Kubernetes is a framework for automating the deployments, scaling, and management of containerized applications. It mostly uses Docker containers.

When Varnish Enterprise is run inside containers on a Kubernetes cluster, the k8s is there to figure out the various endpoints of a service. The --group parameter refers to a service inside a Kubernetes cluster. The service is the entrypoint to a set of pods, which contains the actual containers.

The service maps the endpoints of each pod, and our k8s provider will fetch those endpoints and provision them in nodes.conf.

Authentication with the API of that cluster is done based on a set of parameters:

--server: the URL of the API. Defaults to https://kubernetes
--token: the path to the token file. Defaults to /var/run/secrets/kubernetes.io/serviceaccount/token
--cacert: the path to the CA certificate file. Defaults to /var/run/secrets/kubernetes.io/serviceaccount/ca.crt
--namespace: the path to the namespace file. Defaults to /var/run/secrets/kubernetes.io/serviceaccount/namespace

These parameters are entirely optional, and the default values work perfectly fine if varnish-discovery runs inside a Kubernetes pod. The /var/run/secrets/kubernetes.io/serviceaccount/ path is accessible within the pod and the corresponding files are located in there.

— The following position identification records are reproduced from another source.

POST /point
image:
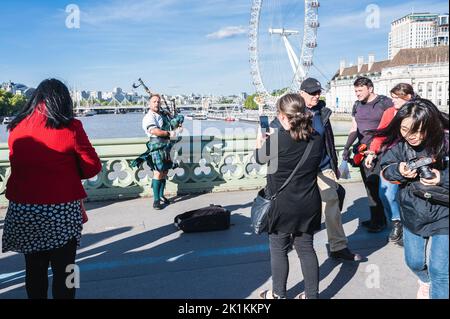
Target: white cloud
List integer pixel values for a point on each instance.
(116, 11)
(227, 32)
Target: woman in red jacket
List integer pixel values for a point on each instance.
(50, 154)
(400, 94)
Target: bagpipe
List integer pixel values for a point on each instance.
(170, 111)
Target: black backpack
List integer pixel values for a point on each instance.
(211, 218)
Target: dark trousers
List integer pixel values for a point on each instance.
(371, 180)
(36, 272)
(280, 244)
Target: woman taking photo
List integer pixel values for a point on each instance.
(50, 154)
(420, 132)
(296, 212)
(400, 94)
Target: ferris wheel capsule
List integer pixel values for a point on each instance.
(296, 61)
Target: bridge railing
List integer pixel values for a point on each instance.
(207, 164)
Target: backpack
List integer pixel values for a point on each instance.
(211, 218)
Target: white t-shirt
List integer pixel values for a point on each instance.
(152, 120)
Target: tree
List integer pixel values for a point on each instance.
(11, 104)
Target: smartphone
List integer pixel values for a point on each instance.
(264, 123)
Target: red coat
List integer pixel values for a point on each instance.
(47, 165)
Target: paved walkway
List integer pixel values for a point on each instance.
(130, 251)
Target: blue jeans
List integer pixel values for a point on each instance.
(435, 271)
(388, 195)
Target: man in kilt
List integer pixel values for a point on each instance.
(160, 128)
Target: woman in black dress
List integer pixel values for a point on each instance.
(296, 212)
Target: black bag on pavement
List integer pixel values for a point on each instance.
(211, 218)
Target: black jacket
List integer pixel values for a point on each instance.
(418, 215)
(325, 114)
(297, 209)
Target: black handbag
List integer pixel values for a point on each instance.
(261, 205)
(437, 195)
(211, 218)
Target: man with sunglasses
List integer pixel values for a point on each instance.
(331, 192)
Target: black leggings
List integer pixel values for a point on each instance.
(36, 272)
(371, 179)
(280, 244)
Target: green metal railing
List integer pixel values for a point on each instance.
(207, 164)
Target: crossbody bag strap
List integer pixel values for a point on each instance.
(299, 164)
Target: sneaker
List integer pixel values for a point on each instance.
(399, 242)
(165, 200)
(396, 232)
(345, 254)
(269, 294)
(366, 223)
(424, 290)
(157, 205)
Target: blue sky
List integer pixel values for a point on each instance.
(177, 46)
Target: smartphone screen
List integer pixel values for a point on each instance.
(264, 122)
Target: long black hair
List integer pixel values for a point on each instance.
(425, 117)
(58, 105)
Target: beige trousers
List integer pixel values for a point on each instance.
(327, 182)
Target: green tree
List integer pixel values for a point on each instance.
(250, 104)
(11, 104)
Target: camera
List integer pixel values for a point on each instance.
(264, 123)
(421, 165)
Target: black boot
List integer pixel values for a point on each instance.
(157, 205)
(397, 231)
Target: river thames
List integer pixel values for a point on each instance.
(103, 126)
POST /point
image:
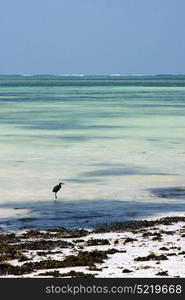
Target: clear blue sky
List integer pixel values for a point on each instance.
(92, 36)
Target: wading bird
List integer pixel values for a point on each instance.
(57, 188)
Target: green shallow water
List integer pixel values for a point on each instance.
(112, 140)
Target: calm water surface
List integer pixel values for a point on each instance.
(115, 141)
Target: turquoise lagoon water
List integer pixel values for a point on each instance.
(115, 141)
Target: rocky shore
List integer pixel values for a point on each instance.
(145, 248)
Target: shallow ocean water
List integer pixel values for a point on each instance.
(112, 140)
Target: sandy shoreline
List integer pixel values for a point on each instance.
(145, 248)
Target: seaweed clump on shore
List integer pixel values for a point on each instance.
(135, 225)
(72, 274)
(151, 256)
(97, 242)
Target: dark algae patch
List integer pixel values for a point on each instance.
(72, 274)
(136, 225)
(151, 256)
(97, 242)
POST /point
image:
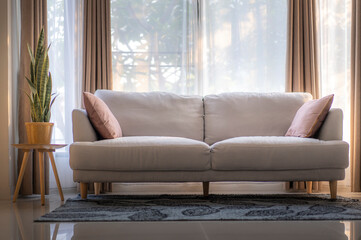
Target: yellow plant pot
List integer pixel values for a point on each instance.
(39, 132)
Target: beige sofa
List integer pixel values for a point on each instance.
(224, 137)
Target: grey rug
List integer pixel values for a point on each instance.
(198, 208)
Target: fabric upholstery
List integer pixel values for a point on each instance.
(156, 113)
(101, 117)
(83, 130)
(332, 128)
(231, 115)
(141, 153)
(278, 153)
(310, 117)
(209, 175)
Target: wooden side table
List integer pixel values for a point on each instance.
(41, 148)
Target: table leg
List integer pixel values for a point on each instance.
(52, 160)
(21, 175)
(41, 169)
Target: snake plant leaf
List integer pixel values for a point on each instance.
(38, 110)
(32, 59)
(52, 101)
(40, 82)
(43, 80)
(40, 47)
(31, 85)
(48, 92)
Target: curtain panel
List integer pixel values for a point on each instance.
(355, 137)
(97, 55)
(97, 52)
(302, 74)
(33, 18)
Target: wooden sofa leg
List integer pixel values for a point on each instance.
(309, 187)
(83, 190)
(205, 189)
(333, 189)
(97, 187)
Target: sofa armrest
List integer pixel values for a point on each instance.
(83, 130)
(331, 128)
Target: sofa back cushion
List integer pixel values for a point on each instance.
(156, 113)
(231, 115)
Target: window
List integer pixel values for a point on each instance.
(199, 47)
(153, 45)
(335, 57)
(64, 35)
(245, 45)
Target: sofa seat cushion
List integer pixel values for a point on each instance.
(278, 153)
(141, 154)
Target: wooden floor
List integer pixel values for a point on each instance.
(220, 188)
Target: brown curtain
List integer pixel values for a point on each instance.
(97, 55)
(302, 65)
(33, 18)
(355, 141)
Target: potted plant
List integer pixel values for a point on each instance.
(39, 130)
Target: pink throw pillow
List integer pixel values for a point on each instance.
(309, 117)
(101, 117)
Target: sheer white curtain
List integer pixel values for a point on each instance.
(335, 57)
(245, 45)
(199, 47)
(154, 45)
(65, 55)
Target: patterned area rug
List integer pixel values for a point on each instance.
(198, 208)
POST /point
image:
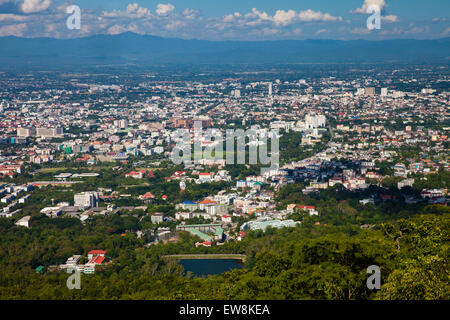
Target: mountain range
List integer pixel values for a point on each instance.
(131, 48)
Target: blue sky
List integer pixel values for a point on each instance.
(230, 19)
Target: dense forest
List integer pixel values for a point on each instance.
(306, 262)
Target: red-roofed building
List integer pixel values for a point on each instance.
(311, 209)
(147, 196)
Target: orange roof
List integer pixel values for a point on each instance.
(207, 201)
(97, 252)
(99, 260)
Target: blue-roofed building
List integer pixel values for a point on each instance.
(188, 205)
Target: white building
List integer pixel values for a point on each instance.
(86, 199)
(24, 222)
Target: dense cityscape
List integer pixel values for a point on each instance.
(224, 159)
(86, 168)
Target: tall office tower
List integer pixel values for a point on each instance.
(360, 91)
(26, 132)
(49, 132)
(315, 121)
(370, 91)
(86, 199)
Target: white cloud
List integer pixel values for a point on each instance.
(134, 10)
(310, 15)
(164, 9)
(12, 17)
(280, 18)
(389, 18)
(13, 30)
(190, 14)
(367, 3)
(283, 18)
(31, 6)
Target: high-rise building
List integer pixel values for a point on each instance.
(26, 132)
(86, 199)
(315, 121)
(369, 91)
(49, 132)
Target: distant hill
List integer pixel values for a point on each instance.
(137, 49)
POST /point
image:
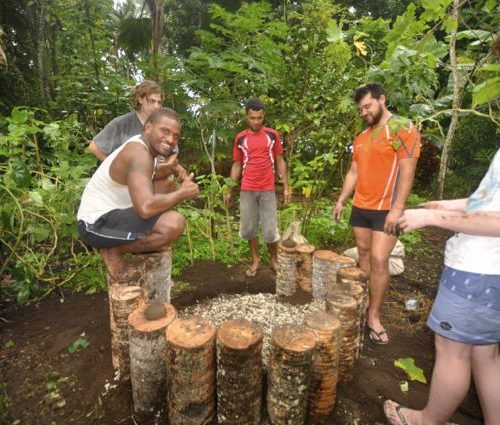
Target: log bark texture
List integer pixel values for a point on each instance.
(323, 391)
(346, 308)
(191, 366)
(122, 301)
(323, 272)
(289, 374)
(239, 373)
(286, 271)
(147, 357)
(304, 255)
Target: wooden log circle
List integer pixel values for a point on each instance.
(289, 374)
(239, 373)
(147, 357)
(191, 368)
(304, 255)
(323, 390)
(347, 310)
(323, 272)
(122, 301)
(286, 271)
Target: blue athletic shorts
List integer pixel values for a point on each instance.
(467, 307)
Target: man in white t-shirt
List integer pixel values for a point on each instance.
(147, 97)
(466, 312)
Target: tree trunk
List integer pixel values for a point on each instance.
(323, 392)
(443, 166)
(239, 373)
(346, 308)
(286, 271)
(191, 372)
(147, 355)
(289, 376)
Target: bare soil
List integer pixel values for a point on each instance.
(41, 382)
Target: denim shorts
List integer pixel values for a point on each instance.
(259, 208)
(467, 307)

However, if varnish-discovery runs elsewhere, the Kubernetes API needs to be called externally, which might require the authentication parameters to be tuned.

Here’s an example where custom parameters are used for Kubernetes authentication:

/usr/bin/varnish-discovery k8s \
	--group my-varnish-service \
	--nodefile /etc/varnish/nodes.conf \
	--warnpid /var/run/broadcaster.pid \
	--server https://kubernetes-api.example.com \
	--token /path/to/token \
	--cacert /path/to/ca.crt \
	--namespace /path/to/namespace

Behind the scenes https://kubernetes-api.example.com is set as the base URL, and the content of /path/to/namespace is used to determine the URL. If /path/to/namespace contains my-namespace, the URL will become the following:

https://kubernetes-api.example.com/api/v1/namespaces/my-namespace/endpoints

Authentication is required to access this API call. This is done via a bearer authentication token. The value of this token is the content of the file that was referred to via the --token parameter. In our case this is /path/to/token.

The TLS certificates that are used to encrypt the HTTPS connection are self-signed. In order to correctly validate the server certificate, a custom CA certificate is passed. This is the certificate that was used to sign the server certificates.

If you were to try this yourself using curl, this would be the corresponding call:

$ curl -H "Authorization: Bearer $(head -n1 /path/to/token)" \
	--cacert /path/to/ca.crt \
	https://kubernetes-api.example.com/api/v1/namespaces/$(head -n1 /path/to/namespace)/endpoints

And that’s exactly what the k8s provider does behind the scenes.